I agree with michael that this is an interesting problem. One idea is to expand the error codes over multiple columns (lets say columns A to Z) and perform a missing data pattern (Tables Menu). The pattern may directly be useful for illustrating associations between defect codes, but an additional step could be to apply Multivariate() on the missing pattern.
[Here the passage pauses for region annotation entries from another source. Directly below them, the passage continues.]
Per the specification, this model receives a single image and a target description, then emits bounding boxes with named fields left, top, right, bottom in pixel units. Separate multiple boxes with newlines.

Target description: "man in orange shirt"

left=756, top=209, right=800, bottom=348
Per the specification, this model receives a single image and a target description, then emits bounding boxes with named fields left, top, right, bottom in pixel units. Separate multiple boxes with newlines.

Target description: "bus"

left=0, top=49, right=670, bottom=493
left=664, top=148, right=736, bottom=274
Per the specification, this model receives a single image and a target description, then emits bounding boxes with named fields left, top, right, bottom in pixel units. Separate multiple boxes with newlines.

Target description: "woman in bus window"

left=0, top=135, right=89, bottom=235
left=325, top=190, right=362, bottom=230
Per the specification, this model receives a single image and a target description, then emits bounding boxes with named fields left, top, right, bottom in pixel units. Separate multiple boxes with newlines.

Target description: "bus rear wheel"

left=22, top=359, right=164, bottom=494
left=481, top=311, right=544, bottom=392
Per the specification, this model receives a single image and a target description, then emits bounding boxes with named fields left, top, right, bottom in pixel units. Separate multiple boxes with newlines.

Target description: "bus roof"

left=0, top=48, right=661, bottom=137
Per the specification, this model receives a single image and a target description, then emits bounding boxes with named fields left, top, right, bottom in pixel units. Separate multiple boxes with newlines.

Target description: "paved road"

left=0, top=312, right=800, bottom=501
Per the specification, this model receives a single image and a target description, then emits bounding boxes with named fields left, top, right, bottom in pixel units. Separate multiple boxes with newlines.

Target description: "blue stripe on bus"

Or even som flavour of the categorial platform.

A jsl example:

//list of all defect codes

def_code_list = {"A", "B", "C", "D", "E", "F", "G", "H", "I", "J", "K", "L", "M", "N", "O",

"P", "Q", "R", "S", "T", "U", "V", "W", "X", "Y", "Z"};

n = N Items( def_code_list );

//–––––––––––––––––––––––

// Example table

nt = New Table( "Defect Codes",

  Add Rows( 200 ),

  New Column( "Widget ID", Numeric, Continuous ),

  New Column( "Defect Codes", Character, Nominal, )

); 

Column( 1 ) << Set Values( Index( 1, N Row( nt ) ) );

//Add random effect codes

For Each Row(

  :Defect Codes = Substitute(

  Char( def_code_list[Random Index( n, Round( Random Exp() + 2, 0 ) )] ),

  "{", "",

  "}", "",

  "\!"", ""

  )

);

//contaminate with some common combinations

:Defect codes[Random Index( 200, 10 )] = "A, B, C";

:Defect codes[Random Index( 200, 20 )] = "M, N, O";

// Expand to multiple columns (and make column list)

collist = {};

For( i = 1, i <= n, i++,

  col = nt << New Column( def_code_list[i], character, nominal );

  Insert Into( collist, col );

);

For Each Row(

  ID_codelist = Words( :Defect Codes[], ", " );

  For( i = 1, i <= N Items( ID_codelist ), i++,

  Column( nt, Loc( def_code_list, ID_codelist[i] )[1] + 2 )[] = ID_codelist[i]

  );

);

//––––––––––––––––––––––––

// Analyze data

// Missing data pattern

mdp = nt << missing data pattern( columns( Eval( collist ) ) );

// Multivariate on missing pattern

mdp << multivariate( columns( Eval( collist ) ), freq( :Count ) );

robot

Community Trekker

Joined:

Feb 27, 2012

Wow!  Very slick.  Thanks for the input.